For more information on the thermal and acoustic properties of Pink Soundbreak, refer to the Technical Data Sheet in the Resources section or reach out to our Technical team.

* Noise Reduction Coefficient (NRC) is a measure of a material’s effectiveness in absorbing sound across a range of frequencies. It is commonly used in acoustics to quantify the sound absorption characteristics of various surfaces and materials. The NRC is expressed as a decimal between 0 and 1, where a higher NRC indicates better sound absorption.

What is the best insulation product to use in my shed?

Sisalation® Foam Cell Shed Liner is specially designed for wall and roof applications in sheds and garages that aren’t habitable. It can reduce up to 95% of the sun’s radiant heat, minimises the risk of condensation and acts as an effective water and vapour barrier when installed according to AS/NZS 4200.2. We suggest discussing your requirements with your shed builder to ensure compatibility with the overall system. We can also assist with options.

Can I use a 70mm insulation batt in a 90mm frame?

Yes you can, but ideally select a batt that will snugly fit both the width and thickness of the frame for optimal thermal performance. For full details on how to install batts correctly, read our Installation Guides which can be found in the Resources section.

Can insulation be compressed to fit into a smaller frame?

We do not recommend compressing insulation. The designed thickness delivers the stated R-value and any compression will result in a reduction in performance. Fletcher Insulation offers a range of products designed for the various frame thicknesses. For more information refer to the Products section or contact us for advice.

Are your glasswool products non-combustible?

Yes, all our unfaced FBS-1 Glasswool materials up to 48kg/m3 are non-combustible. They have been tested and assessed by the CSIRO to Australian Standard AS 1530.1-1994. This is a considerable benefit compared with polyester batts, as glasswool batts don’t burn when exposed to fire and don’t contribute to the fire load. Refer to the relevant Technical Datasheet (TDS) and Safety User Information Sheet (SUIS) in the Resources section for further details.

What is the difference between ‘breather ‘and ‘vapour permeable’ wall wraps and roof sarkings?

Traditional breather products, like pin-perforated aluminium foil laminates, allow some vapour transfer but aren’t air or water barriers. We recommend their use in suitable brick veneer applications in Climate Zones 2-5*. Vapour Permeable products, such as Vapawrap, allow water vapour transfer, prevent liquid water entry, provide an air barrier when taped, and have higher drying potential.
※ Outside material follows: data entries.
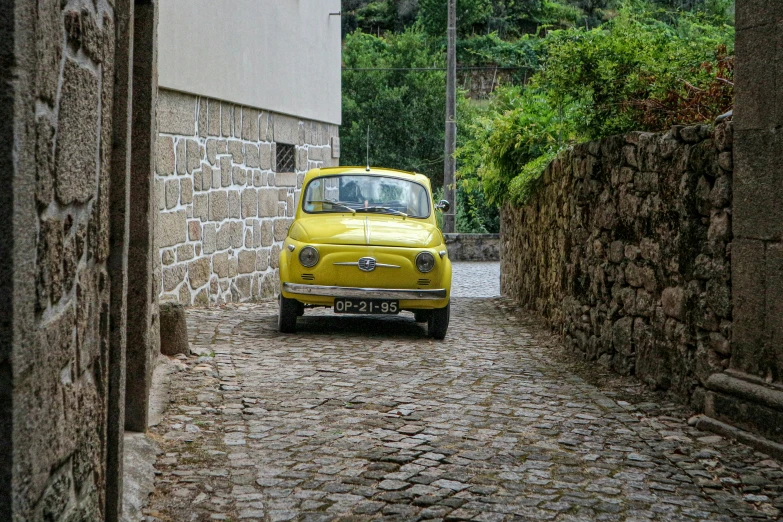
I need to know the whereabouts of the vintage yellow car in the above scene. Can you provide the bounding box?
[278,167,451,339]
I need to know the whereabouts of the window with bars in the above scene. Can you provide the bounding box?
[275,143,296,172]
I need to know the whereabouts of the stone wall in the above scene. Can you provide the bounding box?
[155,90,339,305]
[443,233,500,261]
[501,123,733,408]
[0,0,129,521]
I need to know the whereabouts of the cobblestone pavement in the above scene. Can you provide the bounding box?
[451,261,500,297]
[146,298,783,521]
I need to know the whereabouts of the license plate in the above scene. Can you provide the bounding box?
[334,297,400,314]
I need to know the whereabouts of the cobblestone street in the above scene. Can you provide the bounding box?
[147,265,783,521]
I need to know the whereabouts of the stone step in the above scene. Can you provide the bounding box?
[704,371,783,444]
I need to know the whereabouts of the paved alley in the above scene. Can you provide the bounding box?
[147,268,783,521]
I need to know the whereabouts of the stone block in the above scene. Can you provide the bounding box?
[764,243,783,382]
[180,178,193,205]
[157,89,196,136]
[231,165,247,186]
[166,179,179,209]
[258,189,278,217]
[736,0,783,31]
[242,107,259,141]
[34,0,62,106]
[193,194,209,221]
[294,147,308,170]
[256,248,269,272]
[261,219,275,246]
[207,100,220,136]
[155,210,187,247]
[258,143,272,170]
[198,98,209,138]
[228,190,242,219]
[661,287,687,321]
[177,245,194,263]
[153,179,166,210]
[274,219,294,241]
[245,143,261,168]
[228,140,245,164]
[220,156,232,187]
[307,147,324,161]
[188,220,201,241]
[242,188,258,219]
[252,219,261,248]
[220,103,234,137]
[200,163,214,190]
[175,139,188,176]
[275,172,296,187]
[158,303,190,356]
[202,223,217,254]
[188,257,211,289]
[234,276,252,301]
[209,190,228,221]
[217,221,231,250]
[733,24,783,131]
[237,250,256,274]
[732,130,783,240]
[55,58,100,205]
[163,265,186,292]
[160,248,177,266]
[212,252,228,278]
[186,140,204,174]
[274,114,299,145]
[155,136,174,176]
[193,288,209,306]
[207,139,217,165]
[231,221,245,248]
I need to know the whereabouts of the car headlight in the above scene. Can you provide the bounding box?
[416,252,435,274]
[299,246,319,268]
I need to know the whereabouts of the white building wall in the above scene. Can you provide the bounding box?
[158,0,342,124]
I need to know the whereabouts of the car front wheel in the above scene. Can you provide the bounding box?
[277,294,299,333]
[427,303,451,340]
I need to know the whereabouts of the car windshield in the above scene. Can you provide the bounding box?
[303,174,430,218]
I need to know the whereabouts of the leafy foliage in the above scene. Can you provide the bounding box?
[341,0,734,217]
[340,27,446,184]
[458,4,734,204]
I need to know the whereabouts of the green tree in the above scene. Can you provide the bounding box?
[340,27,446,185]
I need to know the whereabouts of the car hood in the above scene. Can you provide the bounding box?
[288,214,442,248]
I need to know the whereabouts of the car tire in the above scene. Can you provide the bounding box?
[427,303,451,340]
[277,294,299,333]
[413,310,431,323]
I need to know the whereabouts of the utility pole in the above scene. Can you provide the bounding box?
[443,0,457,233]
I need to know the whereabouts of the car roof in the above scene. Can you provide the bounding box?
[305,166,429,183]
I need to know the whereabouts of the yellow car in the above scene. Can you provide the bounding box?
[278,167,451,339]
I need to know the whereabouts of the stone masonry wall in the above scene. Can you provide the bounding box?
[155,90,339,305]
[9,0,122,521]
[443,233,500,261]
[501,123,733,408]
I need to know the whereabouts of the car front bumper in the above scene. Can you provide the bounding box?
[283,283,447,301]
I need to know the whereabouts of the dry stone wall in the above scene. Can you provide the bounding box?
[10,0,122,521]
[155,90,339,306]
[501,123,733,408]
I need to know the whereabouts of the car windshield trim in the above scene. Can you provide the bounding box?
[301,172,432,219]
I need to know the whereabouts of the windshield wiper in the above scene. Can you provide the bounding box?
[307,200,356,214]
[359,206,408,217]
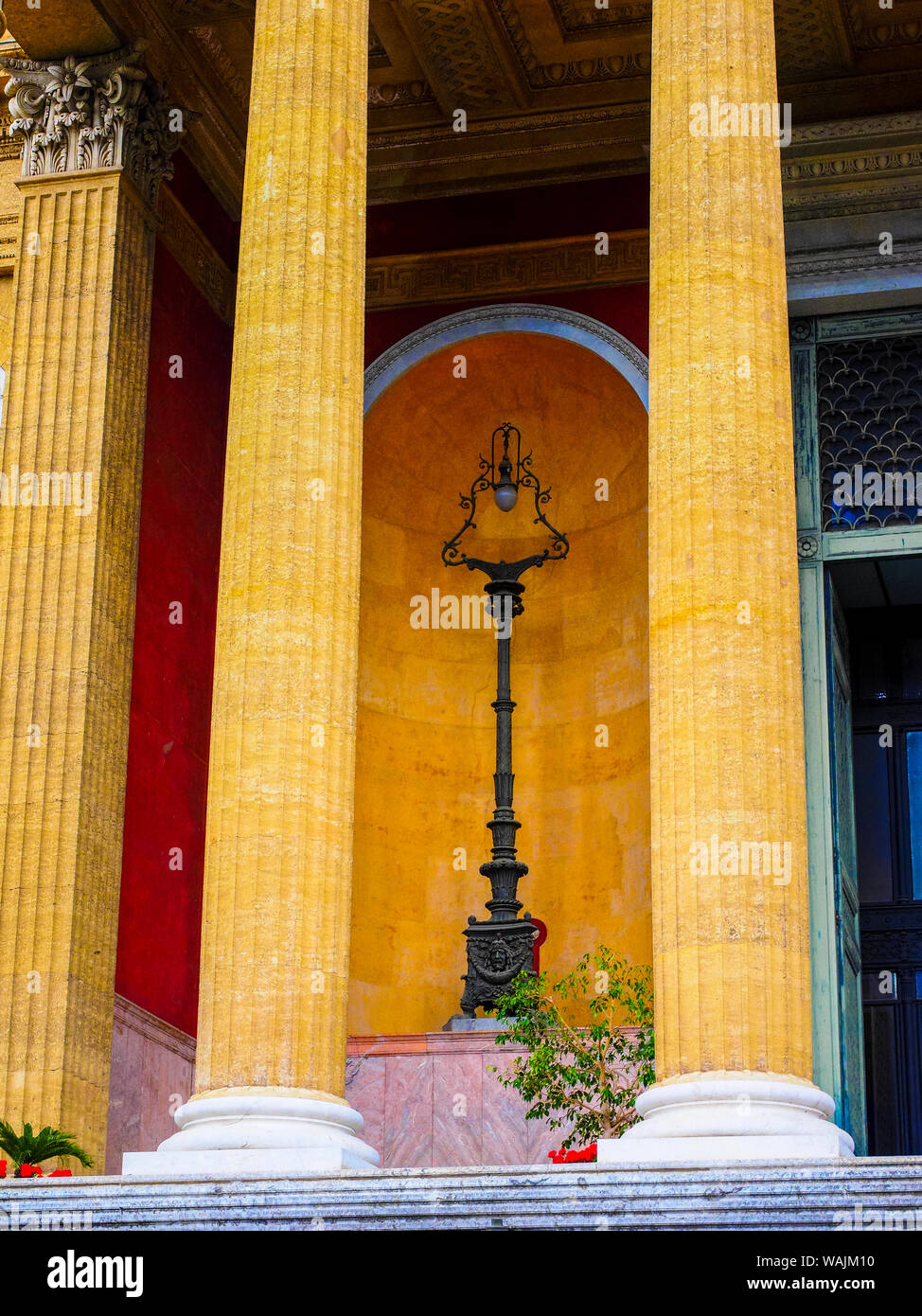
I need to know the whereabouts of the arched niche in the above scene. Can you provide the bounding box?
[348,305,651,1036]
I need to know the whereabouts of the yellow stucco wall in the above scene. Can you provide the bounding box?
[348,333,651,1035]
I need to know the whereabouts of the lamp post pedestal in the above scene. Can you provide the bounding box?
[442,424,570,1026]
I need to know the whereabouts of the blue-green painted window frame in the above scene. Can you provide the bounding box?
[790,307,922,1152]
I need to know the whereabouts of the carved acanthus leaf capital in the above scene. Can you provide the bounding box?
[6,46,190,205]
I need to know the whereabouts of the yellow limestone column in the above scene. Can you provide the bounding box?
[600,0,852,1165]
[0,50,182,1164]
[124,0,378,1174]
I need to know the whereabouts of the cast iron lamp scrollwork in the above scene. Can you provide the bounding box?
[442,422,570,1019]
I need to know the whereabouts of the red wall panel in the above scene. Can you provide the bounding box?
[115,234,233,1033]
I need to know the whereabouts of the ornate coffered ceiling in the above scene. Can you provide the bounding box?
[4,0,922,209]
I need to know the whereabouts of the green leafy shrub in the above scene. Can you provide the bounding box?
[0,1120,94,1178]
[490,946,654,1147]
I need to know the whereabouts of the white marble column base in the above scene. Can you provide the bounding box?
[122,1091,381,1178]
[598,1074,855,1166]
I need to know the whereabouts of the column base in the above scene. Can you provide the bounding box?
[122,1089,381,1179]
[598,1073,855,1166]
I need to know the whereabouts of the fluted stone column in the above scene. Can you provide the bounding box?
[124,0,378,1174]
[0,50,182,1165]
[600,0,852,1164]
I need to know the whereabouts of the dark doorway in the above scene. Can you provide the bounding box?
[833,558,922,1155]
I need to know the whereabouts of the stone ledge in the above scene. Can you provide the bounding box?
[0,1157,922,1232]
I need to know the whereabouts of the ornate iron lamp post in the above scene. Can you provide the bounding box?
[442,422,570,1019]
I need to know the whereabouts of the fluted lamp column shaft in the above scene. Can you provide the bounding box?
[125,0,378,1172]
[0,48,185,1171]
[600,0,851,1164]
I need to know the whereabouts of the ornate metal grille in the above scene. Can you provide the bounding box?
[817,334,922,530]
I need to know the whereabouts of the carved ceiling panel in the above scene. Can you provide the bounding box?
[165,0,257,27]
[4,0,922,209]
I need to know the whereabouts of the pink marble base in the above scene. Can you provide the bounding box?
[346,1032,561,1168]
[105,996,195,1174]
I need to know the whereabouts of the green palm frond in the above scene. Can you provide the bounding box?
[0,1120,94,1170]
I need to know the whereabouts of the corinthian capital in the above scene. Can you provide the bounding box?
[6,46,189,204]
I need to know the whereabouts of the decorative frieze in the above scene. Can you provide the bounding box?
[6,46,188,204]
[365,229,649,311]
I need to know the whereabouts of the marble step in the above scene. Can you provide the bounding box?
[0,1158,922,1232]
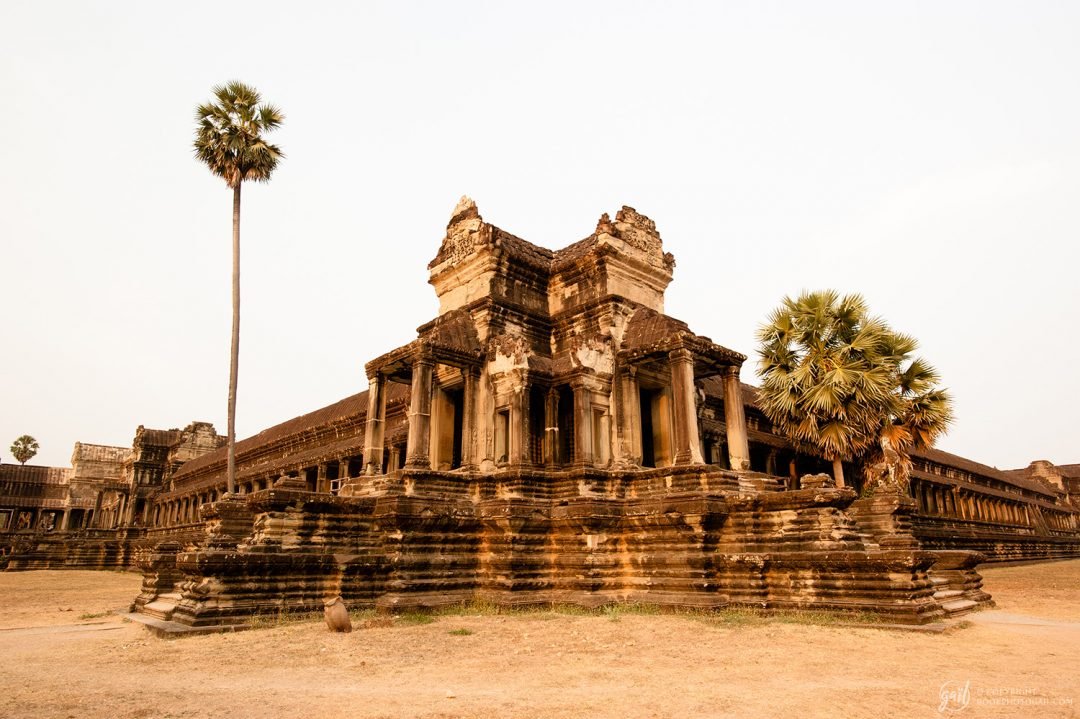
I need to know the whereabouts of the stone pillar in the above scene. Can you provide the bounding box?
[570,379,593,465]
[724,365,750,470]
[461,367,480,470]
[612,367,642,467]
[667,350,704,464]
[364,371,387,474]
[508,372,530,464]
[405,356,435,470]
[543,388,559,470]
[90,492,102,529]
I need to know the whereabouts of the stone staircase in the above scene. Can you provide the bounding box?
[139,592,180,622]
[930,570,978,619]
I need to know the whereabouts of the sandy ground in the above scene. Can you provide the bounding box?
[0,560,1080,719]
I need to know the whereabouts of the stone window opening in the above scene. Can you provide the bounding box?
[495,407,510,464]
[639,386,674,466]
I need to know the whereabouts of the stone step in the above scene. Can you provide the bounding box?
[139,594,180,622]
[939,599,978,616]
[934,589,963,602]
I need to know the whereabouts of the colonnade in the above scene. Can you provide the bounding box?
[912,480,1035,527]
[364,348,750,475]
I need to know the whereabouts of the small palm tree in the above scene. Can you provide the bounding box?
[11,434,38,464]
[194,81,284,492]
[863,335,953,493]
[758,290,895,486]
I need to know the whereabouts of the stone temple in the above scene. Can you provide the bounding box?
[0,199,1080,628]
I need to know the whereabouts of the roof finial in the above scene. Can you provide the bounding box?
[447,194,483,227]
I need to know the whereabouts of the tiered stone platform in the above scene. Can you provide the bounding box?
[126,465,989,627]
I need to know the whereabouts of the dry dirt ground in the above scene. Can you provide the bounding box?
[0,560,1080,719]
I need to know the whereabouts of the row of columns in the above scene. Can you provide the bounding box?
[364,349,750,475]
[152,457,367,527]
[913,481,1034,526]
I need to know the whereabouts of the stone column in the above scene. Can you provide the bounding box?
[507,372,530,465]
[90,492,102,529]
[543,388,558,470]
[570,379,593,465]
[364,371,387,474]
[765,449,777,477]
[724,365,750,470]
[667,350,704,464]
[612,367,642,466]
[405,356,435,470]
[461,367,480,470]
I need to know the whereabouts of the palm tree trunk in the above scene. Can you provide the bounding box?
[833,459,846,487]
[226,180,243,494]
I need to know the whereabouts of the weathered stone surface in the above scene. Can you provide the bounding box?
[0,198,1080,627]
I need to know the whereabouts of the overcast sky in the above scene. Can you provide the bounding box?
[0,0,1080,467]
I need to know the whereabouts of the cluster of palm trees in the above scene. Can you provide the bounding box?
[758,290,953,491]
[187,82,951,492]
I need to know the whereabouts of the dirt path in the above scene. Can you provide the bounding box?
[0,560,1080,719]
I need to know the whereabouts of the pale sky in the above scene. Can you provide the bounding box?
[0,0,1080,469]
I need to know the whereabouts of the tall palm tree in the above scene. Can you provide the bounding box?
[758,290,895,486]
[194,81,285,493]
[11,434,38,464]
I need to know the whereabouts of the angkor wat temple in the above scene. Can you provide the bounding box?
[0,200,1080,627]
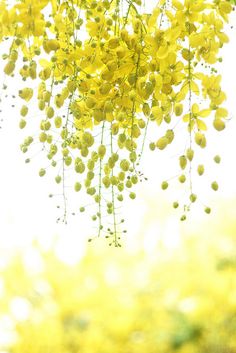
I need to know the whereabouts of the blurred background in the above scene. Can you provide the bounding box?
[0,2,236,353]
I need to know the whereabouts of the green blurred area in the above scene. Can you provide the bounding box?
[0,202,236,353]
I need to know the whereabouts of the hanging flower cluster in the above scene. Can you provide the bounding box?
[0,0,233,246]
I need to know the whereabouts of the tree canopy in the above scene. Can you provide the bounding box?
[0,0,234,246]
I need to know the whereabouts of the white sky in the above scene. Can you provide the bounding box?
[0,2,236,266]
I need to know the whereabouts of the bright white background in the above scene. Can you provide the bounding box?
[0,2,236,266]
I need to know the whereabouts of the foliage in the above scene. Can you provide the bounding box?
[0,0,233,242]
[0,205,236,353]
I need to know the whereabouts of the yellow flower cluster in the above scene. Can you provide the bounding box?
[0,0,233,242]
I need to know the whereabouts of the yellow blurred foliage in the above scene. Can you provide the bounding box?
[0,202,236,353]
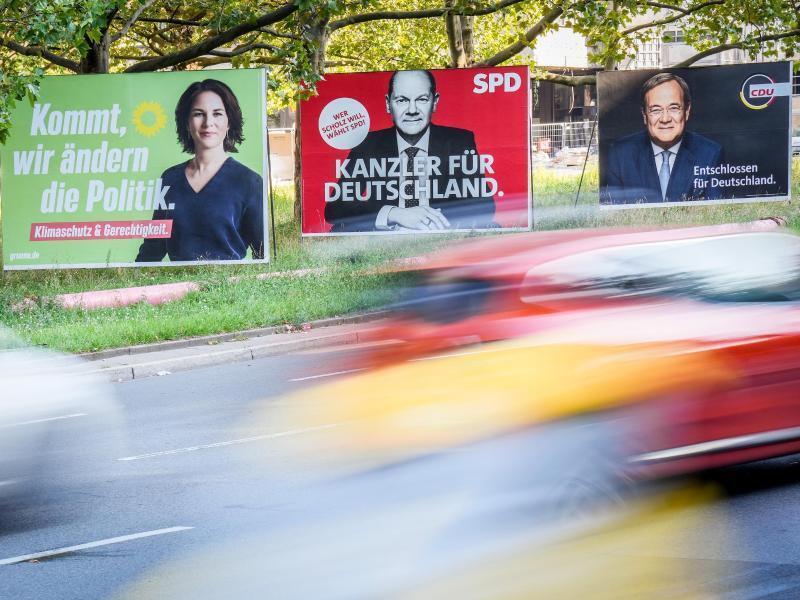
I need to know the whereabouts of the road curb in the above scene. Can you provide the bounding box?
[79,311,388,361]
[91,330,376,382]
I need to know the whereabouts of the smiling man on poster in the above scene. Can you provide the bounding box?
[325,70,495,232]
[602,73,722,204]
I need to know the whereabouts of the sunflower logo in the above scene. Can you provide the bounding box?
[133,102,167,137]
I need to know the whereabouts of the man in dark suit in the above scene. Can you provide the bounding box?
[601,73,722,204]
[325,71,495,231]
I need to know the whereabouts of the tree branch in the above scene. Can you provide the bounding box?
[259,27,302,40]
[133,17,208,27]
[125,2,297,73]
[620,0,725,36]
[109,0,155,44]
[328,0,525,32]
[674,29,800,68]
[0,40,81,73]
[209,43,280,58]
[188,56,285,67]
[475,6,564,67]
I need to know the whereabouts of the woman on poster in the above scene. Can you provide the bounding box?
[136,79,264,262]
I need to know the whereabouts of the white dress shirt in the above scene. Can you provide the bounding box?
[650,140,683,176]
[375,127,431,231]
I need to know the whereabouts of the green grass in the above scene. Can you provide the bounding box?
[0,160,800,352]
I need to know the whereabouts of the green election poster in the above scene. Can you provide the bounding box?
[0,69,269,270]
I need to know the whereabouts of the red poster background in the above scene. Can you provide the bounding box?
[300,67,530,235]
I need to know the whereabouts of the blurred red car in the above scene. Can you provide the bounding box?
[358,225,800,475]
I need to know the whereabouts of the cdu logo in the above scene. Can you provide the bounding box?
[739,73,792,110]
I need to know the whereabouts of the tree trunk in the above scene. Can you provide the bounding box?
[461,17,475,67]
[80,35,109,73]
[294,102,303,223]
[444,0,467,69]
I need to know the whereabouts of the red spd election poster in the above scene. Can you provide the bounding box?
[300,67,531,235]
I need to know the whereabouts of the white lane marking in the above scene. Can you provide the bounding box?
[117,423,336,460]
[0,526,194,565]
[289,369,366,381]
[0,413,86,429]
[408,348,497,362]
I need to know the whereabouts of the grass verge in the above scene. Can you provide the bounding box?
[0,160,800,352]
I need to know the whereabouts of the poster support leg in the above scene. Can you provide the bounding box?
[573,117,597,208]
[267,127,278,260]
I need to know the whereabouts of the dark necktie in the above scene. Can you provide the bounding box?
[658,150,672,202]
[403,146,419,208]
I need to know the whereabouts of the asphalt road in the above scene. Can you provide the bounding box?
[0,348,800,600]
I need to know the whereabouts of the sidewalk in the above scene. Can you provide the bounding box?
[82,313,383,382]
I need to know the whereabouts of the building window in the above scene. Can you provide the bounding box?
[661,29,684,44]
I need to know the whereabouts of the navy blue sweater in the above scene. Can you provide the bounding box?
[136,157,264,262]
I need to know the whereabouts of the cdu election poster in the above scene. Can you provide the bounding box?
[300,67,531,235]
[0,69,269,269]
[597,62,792,208]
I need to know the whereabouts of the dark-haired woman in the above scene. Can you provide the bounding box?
[136,79,264,262]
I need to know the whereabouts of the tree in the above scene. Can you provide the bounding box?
[0,0,800,217]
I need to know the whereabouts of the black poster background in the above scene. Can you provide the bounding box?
[597,61,792,206]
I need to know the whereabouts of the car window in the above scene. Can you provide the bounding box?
[523,232,800,301]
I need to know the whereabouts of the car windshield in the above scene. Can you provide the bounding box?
[523,233,800,302]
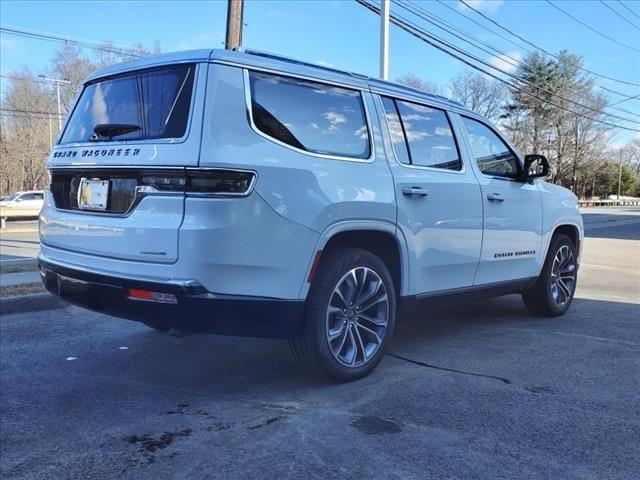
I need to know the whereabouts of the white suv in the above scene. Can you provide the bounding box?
[39,50,583,381]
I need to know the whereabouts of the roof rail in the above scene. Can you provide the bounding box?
[240,47,464,107]
[237,47,369,80]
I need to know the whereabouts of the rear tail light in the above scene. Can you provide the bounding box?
[187,170,256,196]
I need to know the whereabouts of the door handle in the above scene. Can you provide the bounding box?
[402,187,429,197]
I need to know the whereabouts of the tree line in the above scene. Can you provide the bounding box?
[0,42,640,197]
[399,51,640,198]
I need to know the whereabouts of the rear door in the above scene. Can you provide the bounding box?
[382,97,482,294]
[461,117,542,285]
[41,63,206,263]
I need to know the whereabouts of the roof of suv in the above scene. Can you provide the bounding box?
[85,49,470,112]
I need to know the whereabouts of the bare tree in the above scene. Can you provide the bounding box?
[396,73,445,95]
[450,71,507,122]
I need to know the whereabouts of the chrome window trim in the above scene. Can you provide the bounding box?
[242,67,375,163]
[375,93,467,175]
[59,62,202,149]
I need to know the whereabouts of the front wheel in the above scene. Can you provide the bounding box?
[289,248,396,382]
[522,234,578,317]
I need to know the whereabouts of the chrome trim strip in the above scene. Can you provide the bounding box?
[218,60,369,92]
[38,251,202,288]
[242,67,375,163]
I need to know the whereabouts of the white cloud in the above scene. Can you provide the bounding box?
[489,52,522,72]
[458,0,504,12]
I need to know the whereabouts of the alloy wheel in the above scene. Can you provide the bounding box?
[550,245,576,308]
[326,267,389,367]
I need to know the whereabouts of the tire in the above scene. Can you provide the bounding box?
[289,248,396,382]
[522,233,578,317]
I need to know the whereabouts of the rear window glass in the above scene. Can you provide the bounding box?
[249,72,370,158]
[60,65,195,143]
[396,100,462,170]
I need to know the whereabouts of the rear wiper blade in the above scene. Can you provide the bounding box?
[91,123,142,141]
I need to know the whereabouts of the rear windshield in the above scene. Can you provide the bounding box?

They are suitable for lightweight cladding and brick/masonry applications in Climate Zone 2-8**.

*Sisalation Tuff Wrap Breather is not suitable for a light wall system in Climate Zones 2-8 where a water barrier is required.

**Sisalation Vapawrap Residential Wall Wrap is vapour permeable Class 4 and is suitable for use behind fibre cement lightweight cladded walls in Climate Zones 2-8. Please refer to the facade system manufacturer for details.

How do I calculate the number of Sisalation Foam Cell rolls I need with the 150mm overlap on the product?

All our Sisalation Foam Cell products come with a 150mm overlap (except Bubble Cell) and include the overlap area in the ‘Area per roll m2’ figure.

Simply take the square metres required for your project and divide by our ‘Area per roll m2’ figure to determine the number of rolls you’ll need.